Of course, smart devices usually do not run consumer-oriented operation systems. Still, this thought experiments illustrates how long the software running on a smart devices needs to be supplied with security patches. This long maintenance of the software of smart devices will be a challenge for both manufactures and users

An even more interesting question is the liability of operating smart devices. If a vulnerability in a smart device is exploited by a third party and, as in the case of the Mirai botnet, the smart device is hijacked for criminal activities, who is liable? The manufacture that, maybe 15 years ago, produced an insecure smart device, or the user that is still operating an insecure device. And if security patches are available, who is responsible that patches are applied?

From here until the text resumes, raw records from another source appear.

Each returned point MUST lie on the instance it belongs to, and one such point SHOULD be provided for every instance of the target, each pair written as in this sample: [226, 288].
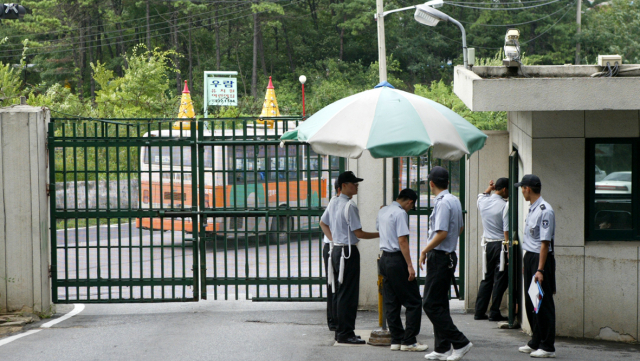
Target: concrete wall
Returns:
[491, 162]
[369, 200]
[597, 282]
[24, 210]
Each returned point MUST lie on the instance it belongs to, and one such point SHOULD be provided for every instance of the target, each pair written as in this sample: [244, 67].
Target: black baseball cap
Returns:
[348, 177]
[408, 193]
[501, 183]
[529, 180]
[439, 174]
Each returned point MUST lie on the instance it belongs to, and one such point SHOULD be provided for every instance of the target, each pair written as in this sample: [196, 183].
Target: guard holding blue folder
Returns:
[539, 265]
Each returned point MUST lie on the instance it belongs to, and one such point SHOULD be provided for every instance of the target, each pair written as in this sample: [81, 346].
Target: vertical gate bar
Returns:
[256, 152]
[53, 227]
[65, 222]
[130, 169]
[108, 219]
[198, 184]
[97, 135]
[75, 179]
[118, 220]
[463, 240]
[288, 195]
[138, 149]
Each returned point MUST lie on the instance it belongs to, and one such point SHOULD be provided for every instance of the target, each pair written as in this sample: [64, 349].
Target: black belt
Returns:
[443, 252]
[389, 254]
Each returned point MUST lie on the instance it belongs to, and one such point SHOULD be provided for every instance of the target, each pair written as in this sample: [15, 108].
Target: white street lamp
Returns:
[303, 79]
[427, 15]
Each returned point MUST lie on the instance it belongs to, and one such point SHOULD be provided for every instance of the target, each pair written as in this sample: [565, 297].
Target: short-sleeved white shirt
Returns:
[392, 223]
[342, 232]
[494, 211]
[446, 216]
[325, 239]
[540, 225]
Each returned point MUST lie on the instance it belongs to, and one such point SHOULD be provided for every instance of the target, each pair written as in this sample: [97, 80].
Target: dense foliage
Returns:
[129, 57]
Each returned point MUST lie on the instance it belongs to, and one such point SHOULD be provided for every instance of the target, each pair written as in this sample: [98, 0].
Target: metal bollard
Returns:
[381, 337]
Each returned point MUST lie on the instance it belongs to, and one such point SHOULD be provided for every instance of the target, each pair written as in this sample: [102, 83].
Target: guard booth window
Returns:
[612, 203]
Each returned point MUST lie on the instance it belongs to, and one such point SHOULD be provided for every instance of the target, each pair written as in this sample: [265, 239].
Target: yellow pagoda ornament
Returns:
[270, 106]
[186, 110]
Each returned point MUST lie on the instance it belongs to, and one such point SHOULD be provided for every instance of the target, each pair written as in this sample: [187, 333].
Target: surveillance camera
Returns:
[511, 48]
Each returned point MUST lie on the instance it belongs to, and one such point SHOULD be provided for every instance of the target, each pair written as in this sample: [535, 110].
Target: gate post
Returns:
[24, 210]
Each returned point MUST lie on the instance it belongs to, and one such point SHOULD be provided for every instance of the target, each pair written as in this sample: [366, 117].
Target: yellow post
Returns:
[270, 106]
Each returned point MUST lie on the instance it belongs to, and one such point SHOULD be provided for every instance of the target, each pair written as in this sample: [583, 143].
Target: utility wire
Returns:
[516, 24]
[66, 39]
[503, 9]
[240, 2]
[549, 28]
[495, 48]
[492, 4]
[135, 40]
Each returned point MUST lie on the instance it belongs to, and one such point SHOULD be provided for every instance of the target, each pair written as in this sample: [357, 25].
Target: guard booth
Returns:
[585, 150]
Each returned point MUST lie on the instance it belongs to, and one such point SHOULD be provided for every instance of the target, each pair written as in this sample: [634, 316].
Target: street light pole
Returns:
[382, 50]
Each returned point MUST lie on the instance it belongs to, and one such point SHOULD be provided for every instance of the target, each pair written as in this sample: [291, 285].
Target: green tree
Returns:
[442, 93]
[10, 84]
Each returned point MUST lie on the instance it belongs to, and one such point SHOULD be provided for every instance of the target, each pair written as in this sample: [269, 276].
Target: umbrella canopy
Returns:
[388, 123]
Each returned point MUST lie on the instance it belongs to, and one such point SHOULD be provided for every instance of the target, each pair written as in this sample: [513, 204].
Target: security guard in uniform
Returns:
[326, 255]
[400, 286]
[342, 226]
[539, 263]
[494, 211]
[445, 225]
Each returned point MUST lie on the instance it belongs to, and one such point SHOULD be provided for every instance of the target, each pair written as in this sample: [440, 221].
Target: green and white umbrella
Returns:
[388, 123]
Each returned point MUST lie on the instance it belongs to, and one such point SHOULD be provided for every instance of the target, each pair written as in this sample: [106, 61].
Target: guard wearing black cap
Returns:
[342, 226]
[494, 211]
[332, 318]
[400, 284]
[445, 225]
[539, 264]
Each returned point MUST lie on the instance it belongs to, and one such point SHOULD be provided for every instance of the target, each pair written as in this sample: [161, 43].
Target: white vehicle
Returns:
[600, 174]
[615, 183]
[237, 177]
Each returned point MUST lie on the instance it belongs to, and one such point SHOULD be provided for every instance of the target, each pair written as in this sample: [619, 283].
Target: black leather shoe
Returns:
[353, 341]
[498, 318]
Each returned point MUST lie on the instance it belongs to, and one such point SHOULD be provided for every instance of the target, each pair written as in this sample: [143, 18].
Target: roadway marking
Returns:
[77, 309]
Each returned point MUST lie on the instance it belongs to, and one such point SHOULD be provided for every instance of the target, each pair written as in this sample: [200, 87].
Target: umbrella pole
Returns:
[384, 181]
[381, 337]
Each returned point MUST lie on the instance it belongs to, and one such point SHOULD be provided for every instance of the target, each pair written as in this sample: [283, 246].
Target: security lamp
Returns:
[427, 15]
[512, 48]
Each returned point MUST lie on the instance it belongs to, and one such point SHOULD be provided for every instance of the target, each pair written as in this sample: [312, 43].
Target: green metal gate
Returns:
[110, 241]
[260, 233]
[412, 173]
[157, 210]
[143, 211]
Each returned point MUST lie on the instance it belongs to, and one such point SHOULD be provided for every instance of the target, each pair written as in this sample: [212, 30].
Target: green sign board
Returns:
[220, 88]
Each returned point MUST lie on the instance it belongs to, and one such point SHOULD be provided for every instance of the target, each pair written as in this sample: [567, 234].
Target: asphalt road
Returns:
[242, 330]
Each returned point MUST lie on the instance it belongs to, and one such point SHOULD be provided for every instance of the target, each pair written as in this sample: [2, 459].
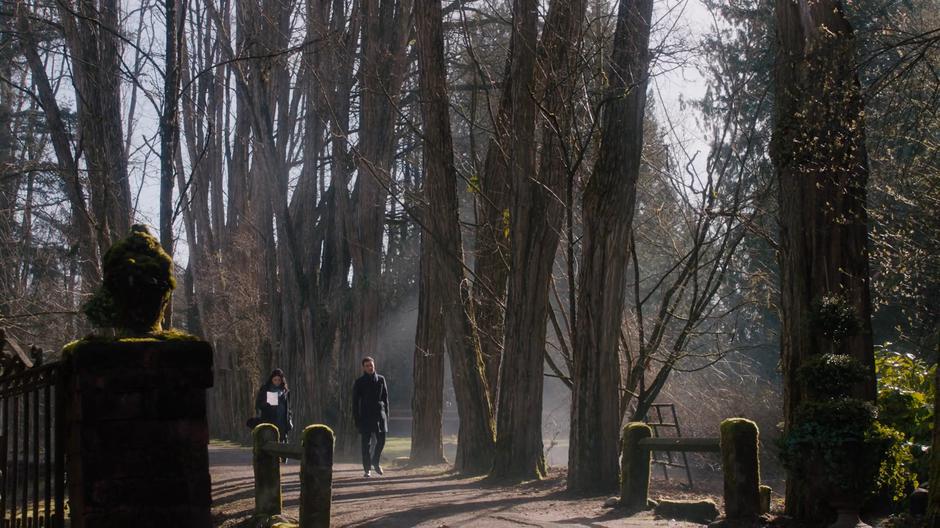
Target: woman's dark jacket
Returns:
[370, 404]
[279, 414]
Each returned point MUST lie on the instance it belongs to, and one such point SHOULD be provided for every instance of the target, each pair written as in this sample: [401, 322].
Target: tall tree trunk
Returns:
[819, 153]
[452, 329]
[169, 134]
[385, 30]
[91, 32]
[81, 233]
[491, 244]
[609, 201]
[427, 401]
[535, 223]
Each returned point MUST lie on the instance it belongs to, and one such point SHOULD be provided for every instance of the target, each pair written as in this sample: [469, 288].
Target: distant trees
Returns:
[305, 146]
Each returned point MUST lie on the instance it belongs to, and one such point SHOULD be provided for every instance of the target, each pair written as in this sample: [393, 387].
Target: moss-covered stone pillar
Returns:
[137, 435]
[739, 459]
[267, 472]
[635, 467]
[316, 477]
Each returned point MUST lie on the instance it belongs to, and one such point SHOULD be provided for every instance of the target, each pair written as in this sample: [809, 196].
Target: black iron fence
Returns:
[32, 446]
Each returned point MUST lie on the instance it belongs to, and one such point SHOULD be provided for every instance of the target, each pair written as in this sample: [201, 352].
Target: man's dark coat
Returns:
[370, 404]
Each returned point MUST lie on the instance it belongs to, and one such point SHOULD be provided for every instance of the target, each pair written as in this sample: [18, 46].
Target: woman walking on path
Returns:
[273, 403]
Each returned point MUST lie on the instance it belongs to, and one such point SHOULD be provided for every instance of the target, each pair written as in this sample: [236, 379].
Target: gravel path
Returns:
[427, 497]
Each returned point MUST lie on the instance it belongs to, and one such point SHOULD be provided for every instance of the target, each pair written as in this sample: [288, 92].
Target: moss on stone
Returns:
[162, 336]
[634, 467]
[741, 468]
[696, 511]
[136, 285]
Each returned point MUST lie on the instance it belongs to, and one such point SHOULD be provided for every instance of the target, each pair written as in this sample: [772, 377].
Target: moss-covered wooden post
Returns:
[933, 497]
[635, 467]
[739, 459]
[766, 494]
[316, 477]
[267, 472]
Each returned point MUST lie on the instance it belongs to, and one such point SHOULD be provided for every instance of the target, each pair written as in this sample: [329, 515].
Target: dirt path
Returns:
[426, 498]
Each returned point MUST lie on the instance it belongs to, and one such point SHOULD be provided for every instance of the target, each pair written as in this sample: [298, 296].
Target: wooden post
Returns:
[739, 459]
[933, 497]
[267, 472]
[316, 477]
[635, 467]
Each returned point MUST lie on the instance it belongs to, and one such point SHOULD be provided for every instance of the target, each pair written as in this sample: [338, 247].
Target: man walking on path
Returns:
[370, 410]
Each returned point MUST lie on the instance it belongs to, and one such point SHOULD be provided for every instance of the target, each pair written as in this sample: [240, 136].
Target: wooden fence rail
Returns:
[744, 497]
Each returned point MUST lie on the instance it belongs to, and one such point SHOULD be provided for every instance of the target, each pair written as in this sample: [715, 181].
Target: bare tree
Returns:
[446, 320]
[608, 205]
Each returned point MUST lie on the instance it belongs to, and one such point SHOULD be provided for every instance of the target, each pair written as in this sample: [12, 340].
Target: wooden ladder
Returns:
[660, 424]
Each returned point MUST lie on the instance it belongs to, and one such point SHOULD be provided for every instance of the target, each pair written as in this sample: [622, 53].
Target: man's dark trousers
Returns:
[370, 457]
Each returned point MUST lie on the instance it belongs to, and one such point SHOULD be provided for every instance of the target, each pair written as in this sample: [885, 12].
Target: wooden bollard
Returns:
[316, 477]
[635, 467]
[741, 468]
[267, 472]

Thus, traditional manufactures will need to learn that, in the future, they are no longer producing physical devices, they are turning into software companies that sell software-defined products. Hence, manufactures need to be able to provide security patches for their smart devices for the whole life of the product, which is often much longer than the life span of most consumer software that we use today. And consumers need, either manually or automatically, able to apply the security patches.

With our research on security economics, security testing, and techniques for securing the software supply chain, we hope to contribute to making life easier and more secure for vendors, consumer, and everybody living in a software-defined world.